As I have said, the whippet ought not to be a big dog, weighing, from 12lb. to, say, about 251b. when in training. However, some of them are much heavier than this, and many of the so-called champion rabbit coursers reach 401b. in weight or even more. I have known a thoroughbred greyhound take part in one of the big handicaps that are held during the season in the neighbourhood of Manchester and elsewhere. It scarcely remains for me to say that these bigger dogs are the direct cross with the greyhound, and some of them are built on such lines, and contain so much grey hound blood, as to be scarcely distinguishable from the real article.

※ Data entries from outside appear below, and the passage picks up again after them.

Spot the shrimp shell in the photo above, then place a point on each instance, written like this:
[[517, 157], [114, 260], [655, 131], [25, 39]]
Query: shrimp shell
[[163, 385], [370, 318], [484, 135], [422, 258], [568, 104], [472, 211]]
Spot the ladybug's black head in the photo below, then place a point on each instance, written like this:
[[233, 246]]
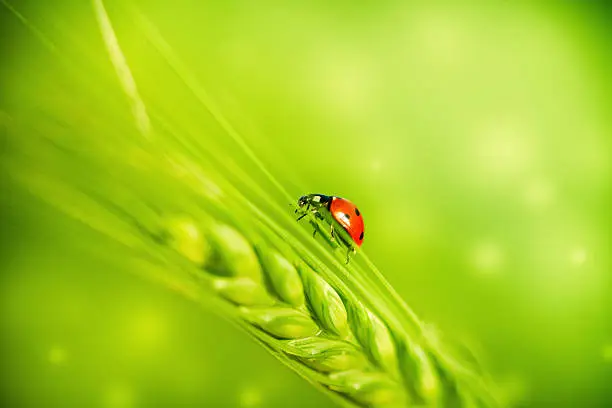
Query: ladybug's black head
[[303, 200]]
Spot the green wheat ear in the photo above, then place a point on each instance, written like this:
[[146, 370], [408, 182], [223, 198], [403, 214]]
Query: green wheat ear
[[327, 335]]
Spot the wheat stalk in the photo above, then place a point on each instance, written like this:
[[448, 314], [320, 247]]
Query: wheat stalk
[[339, 336], [327, 335]]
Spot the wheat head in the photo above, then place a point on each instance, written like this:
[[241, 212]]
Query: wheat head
[[325, 334]]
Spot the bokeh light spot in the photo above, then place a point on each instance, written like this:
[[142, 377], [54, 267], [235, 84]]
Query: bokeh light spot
[[502, 148], [487, 257], [539, 194], [147, 330]]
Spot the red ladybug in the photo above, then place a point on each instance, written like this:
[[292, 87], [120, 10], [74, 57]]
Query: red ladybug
[[340, 209]]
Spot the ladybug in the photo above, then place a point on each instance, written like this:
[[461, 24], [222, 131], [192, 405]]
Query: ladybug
[[338, 209]]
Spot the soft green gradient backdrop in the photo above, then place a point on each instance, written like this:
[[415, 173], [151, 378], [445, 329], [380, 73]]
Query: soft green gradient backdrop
[[475, 139]]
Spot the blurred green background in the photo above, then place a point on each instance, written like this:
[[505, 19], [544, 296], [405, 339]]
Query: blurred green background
[[475, 138]]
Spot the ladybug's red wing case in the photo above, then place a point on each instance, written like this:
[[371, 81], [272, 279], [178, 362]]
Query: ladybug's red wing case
[[348, 215]]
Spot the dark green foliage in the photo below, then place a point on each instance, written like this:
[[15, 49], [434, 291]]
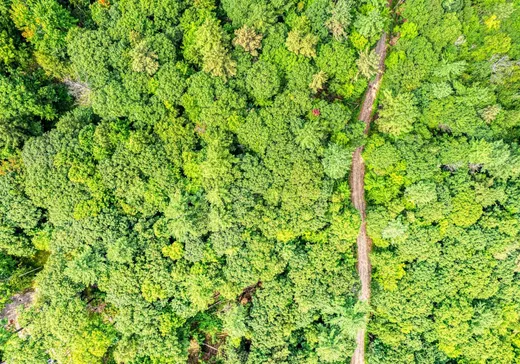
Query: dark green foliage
[[442, 184], [196, 195]]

Such animals are fast, clever with their teeth, and oftener than not run straight into their rabbit, "holding" it without a turn, the one that does so winning the trial, irrespective of the capacity it shows for working, turning, or making the points as in coursing hares. The law allowed varies from anything between 30 and 70 yards, and directly the rabbit is dropped the dogs are slipped, the latter being done by a skilful man, specially appointed for the purpose. Handicaps are made according to the weight or height of the dog; in Newcastle-on-Tyne and the surrounding districts, the latter being the custom - the dog being measured from the top of the shoulder blade to the pad of the foot - whilst in Lancashire and Yorkshire handicap by weight is preferred. In all cases a dog has to allow a bitch three yards start. These customs or rules likewise apply to dog racing, as dealt with later on. In some of the more important handicaps, each couple of dogs, as they are drawn together, have to compete the best out of five or even more courses. In minor affairs, one rabbit for each trial is made to suffice.
Private matches between two dogs are frequently run, and such often enough create as much interest as the handicaps, notably when two "cracks" are competing. Here the conditions may vary somewhat, the start given the rabbit being specially named, and the number of courses being usually the best of twenty-one, or, perhaps, of thirty-one; a certain interval, generally five minutes, being allowed between each trial.